Sunday, 30 December 2012

Decision on Telangana in one Month

New Delhi:  A meeting called by the Home Minister to discuss statehood for Telangana today yielded not a solution, but the promise of a solution within a month. Home Minister Sushil Kumar Shinde also promised that this would be the last all-party meeting on the issue, but refused to share details of what was discussed. The K Chandrasekhar Rao-led Telangana Rashtra Samithi has called for a bandh in the Telangana region tomorrow.
Mr Shinde said after the meeting that in finding a solution, the concerns of both the pro-Telangana side and of those who did not want Andhra Pradesh divided, would be considered. He appealed to the youth of Andhra Pradesh for calm, saying: "A decision will be taken within a month... we have heard the members of various parties... we have noted their views and will brief the government about it." People of the Telangana region have for long been demanding that it be carved out of Andhra Pradesh into a separate state. Those in other regions oppose any move to split the state.
K Chandrasekhar Rao or KCR said it was "a thoroughly useless meeting...I am dissatisfied. Do we really require one month's time? We don't believe them. We will take a decision about the future process. I announce a Telangana bandh tomorrow."

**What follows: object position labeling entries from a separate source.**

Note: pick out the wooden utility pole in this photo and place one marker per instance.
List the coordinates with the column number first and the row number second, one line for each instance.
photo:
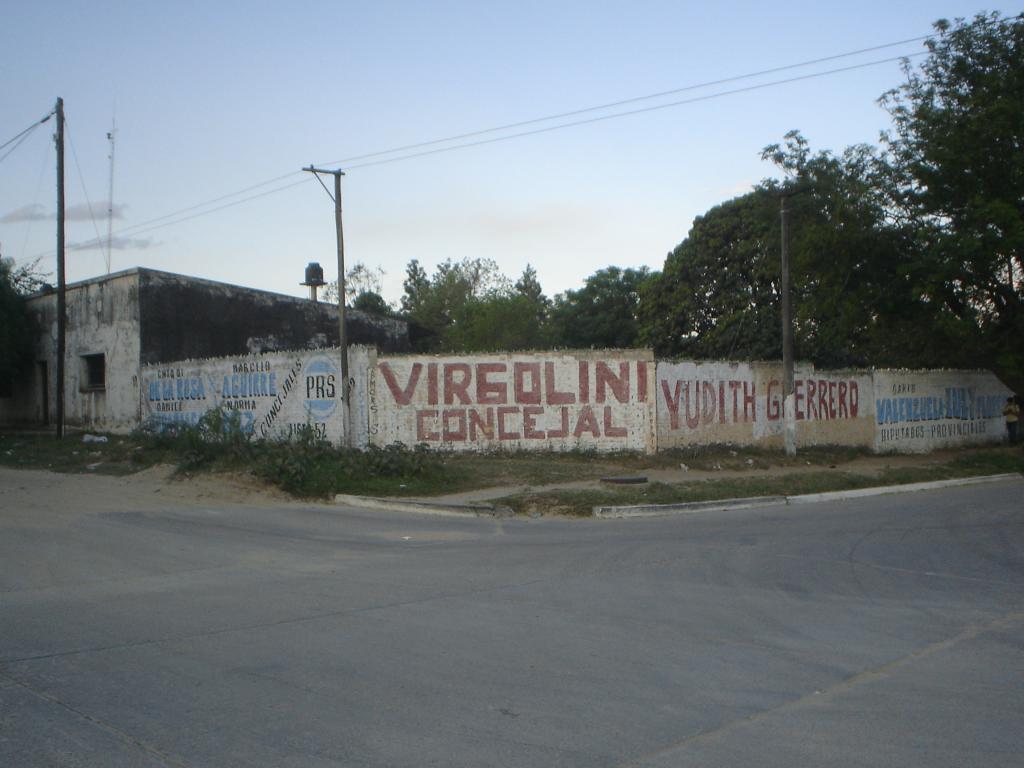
column 787, row 377
column 790, row 400
column 342, row 338
column 61, row 292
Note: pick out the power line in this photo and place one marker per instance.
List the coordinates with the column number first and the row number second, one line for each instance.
column 631, row 100
column 144, row 226
column 628, row 113
column 81, row 178
column 136, row 230
column 27, row 130
column 508, row 126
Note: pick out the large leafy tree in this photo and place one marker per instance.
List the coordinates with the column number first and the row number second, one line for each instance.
column 956, row 160
column 854, row 297
column 15, row 325
column 717, row 293
column 602, row 313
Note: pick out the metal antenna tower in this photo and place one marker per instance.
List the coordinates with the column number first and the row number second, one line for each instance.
column 110, row 200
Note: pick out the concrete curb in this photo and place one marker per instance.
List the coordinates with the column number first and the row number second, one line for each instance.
column 657, row 510
column 430, row 508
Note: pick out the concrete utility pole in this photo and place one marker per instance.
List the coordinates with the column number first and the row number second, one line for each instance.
column 790, row 403
column 61, row 293
column 342, row 339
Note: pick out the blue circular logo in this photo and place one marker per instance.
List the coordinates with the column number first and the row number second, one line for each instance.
column 322, row 384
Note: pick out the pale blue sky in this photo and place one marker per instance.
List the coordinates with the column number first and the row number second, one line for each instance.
column 211, row 97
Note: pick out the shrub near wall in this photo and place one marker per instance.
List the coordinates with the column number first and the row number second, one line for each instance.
column 741, row 403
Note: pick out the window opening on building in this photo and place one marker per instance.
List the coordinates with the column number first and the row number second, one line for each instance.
column 93, row 373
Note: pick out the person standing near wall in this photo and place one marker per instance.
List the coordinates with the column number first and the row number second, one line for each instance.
column 1012, row 413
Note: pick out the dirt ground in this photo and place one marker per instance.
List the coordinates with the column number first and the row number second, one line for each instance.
column 869, row 466
column 157, row 487
column 28, row 491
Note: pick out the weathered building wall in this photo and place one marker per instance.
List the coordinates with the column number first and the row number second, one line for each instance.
column 189, row 318
column 741, row 403
column 922, row 411
column 102, row 321
column 274, row 393
column 597, row 400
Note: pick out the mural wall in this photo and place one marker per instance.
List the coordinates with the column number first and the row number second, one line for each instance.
column 274, row 393
column 921, row 411
column 741, row 403
column 601, row 400
column 591, row 400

At the meeting, the Congress's two representatives spoke in different voices. Suresh Reddy supported a separate Telangana and Gadde Venkat Reddy spoke for a united Andra Pradesh, underlining the ruling party's dilemma. All the regional parties want the Congress to take a decision on the issue. The Congress has so far not done so as it has adamant partymen on both sides of the argument digging in their heels. 
Eight of Andhra Pradesh's leading parties attended today's meeting - the Congress, the BJP, the Communist Party of India-Marxist, the TRS, the TDP, the CPI, the All India Majlis-e-Ittehadul Muslimeen and the YSR Congress.
Each party was asked to send two representatives to the meeting. For parties like the TRS, CPI and BJP, which want a separate Telangana, this posed no problem. But for parties that have political stake in coastal Andhra Pradesh and no clear mandate on the issue, like the Congress and YSR Congress, it would have proved a tough task picking those representatives.
Parties like the CPIM and AIMIM are opposed to the division of the state. TDP chief N Chandrababu Naidu has already hinted that his party will reiterate its stand taken in 2008, when it said it was not against the demand for a Telangana state. The Jagan Mohan Reddy-led YSR Congress has said it will spell out its stand on the issue only after the Congress makes its stand clear.
The TRS had fronted the campaign for a new state in 2009, with its leader KCR going on a lengthy hunger strike that gave new momentum to the Telangana movement. The Centre then constituted a committee in 2010 under the chairmanship of retired Supreme Court judge BN Srikrishna to find an amicable solution. The committee submitted its report a year later but placed before the Centre several options rather than recommendations on how to handle the three parts of the state: Coastal Andhra, Telangana and Rayalaseema.
Mr Shinde had said that report would not be the basis for "consultations" at the all-party meet today. 
Mr Shinde's announcement on December 4 convening the all-party meet today had kindled hope that the Centre would try to find a solution to an issue that has caused much turmoil in Andhra Pradesh for the last three years. However, the Home Minister had made clear that the consultation process would continue "till we find a final solution".
About 50 people who had gathered outside the North Block in Delhi raising slogans in support of a separate Telangana state were removed by policemen. The area has been under heavy security cover after protests against the brutal gang-rape of a 23-year-old medical student in Delhi turned violent last weekend.